CFPUA plans to meet with the Local Government Commission (the organization created by the state to oversee borrowing by local governments and government utilities) in Raleigh on August 27 to go over CFPUA’s feasibility study for the construction project, as well as the utility’s preliminary statement.
On September 4, the Finance Committee will discuss the issue followed by a meeting of CFPUA’s board on September 11, when board members will vote both to award the construction contract and the bond order.
Assuming the board approves the project – and the bond – CFPUA will have to determine the rating for a bond. On September 16 and 17, CFPUA staff will meet with Moody’s and Standard and Poor’s, two of the ‘big three’ credit rating companies. CFPUA would then expect approval of the bond issuance from the LGC on October 1 and would price and sell the bonds starting Oct 17.
Also at the September 11 meeting, CFPUA will likely decide whether or not to defer the debt service on the project for a year, according to McLean.

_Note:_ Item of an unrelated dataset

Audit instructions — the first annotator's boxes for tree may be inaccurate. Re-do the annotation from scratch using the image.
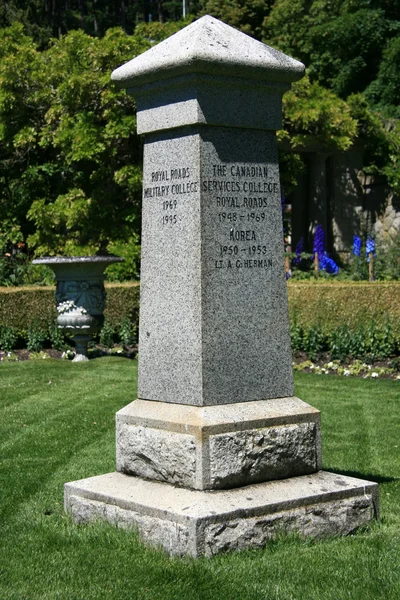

Essentially, the decision to defer means whether to enact the rate increases in October, or not until the upgraded plant facilities comes online — expected in 2022.
According to CFPUA spokesperson Vaughn Hagerty, CFPUA has been “looking at how the impact on customers’ bills might be deferred until the plant becomes operational in 2022. The $43 million is what we would need to borrow if the rate increase occurred when the bonds are sold. The $45 million is what we would need to borrow to put off a rate increase until the plant comes online. The difference represents the payments that will be due to bondholders between the time we issue the bonds and when customers see increases in their bills to begin covering those bond payments.”